Surely the front desk would have an extra set of keys, right? Kären went with me to the security guards downstairs. I explained the situation in Spanish and was feeling a bit stupid about the situation, but rather pleased with my Spanish. Cesar the security guard to the rescue. I thought he had brought a replacement set of keys, but no. Apparently they don’t have extra keys here. The way to solve the problem was to try and break into my apartment.
“Uh-oh,” again followed by, “Really?"

Here were Cesar’s tools: A leatherman pair of pliers, some credit cards, a hat full of keys (none of which worked), and a gun with the bullets removed. He was trying the old trick of sliding the card in to open the door, but to no avail. The leatherman was used to make the space a bit wider and the gun was used as a hammer. Despite the potentially grim situation I was in, I found this Colombian style MacGyver ingenuity hilarious. Apparently Xave did too.

“El gerente no tiene otras llaves?” I asked.
“Nadie tiene otras llaves?”

So I guess no one, not even the manager has extra keys. I found this pretty surprising obviously. Cesar continued to work up a sweat using both hands and an occasional foot to try and break in to my apartment.

After what seemed like an eternity, and several dents in the wood of the door stop, he did eventually get the door opened. I seriously think Cesar would have continued to try all night until he got in.

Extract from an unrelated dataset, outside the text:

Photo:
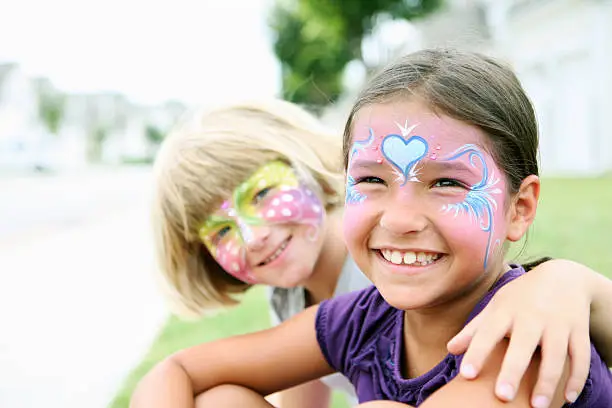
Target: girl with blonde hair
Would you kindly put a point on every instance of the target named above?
(253, 193)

In case any of you are getting worried about the safety of my apartment, let me explain about the lock situation. The door Cesar was trying to break in to locks automatically when shut, there is another lock that is a dead bolt on that door, and there is an iron barred door that gets locked in front of that. 3 locks and 2 doors of which the only possible one to break into took a security guard trying his darnedest, and making a whole lot of noise, took about 40 minutes. If anything this made me feel ridiculously safe.

When Cesar was picking up the bullets to put back in the gun, I was thinking to myself that he could be saying, “Now that I’ve opened your door for you, I'll have to kill you.” Actually, he was very sweet. Just in case, I gave him a little tip. Oh yes, making a great name for myself everywhere I go. So embarrassing.

Moral of the story: don’t feel too smug, and make sure you always have a trusted person with a copy of your keys.


  1. Next time, make sure that you have your keys with you Ok. Seems like a very safe apartment.

  2. Ha ha. That's like the time my 'concierge' in Beirut had to scale over the ledge from my neighbor's apartment.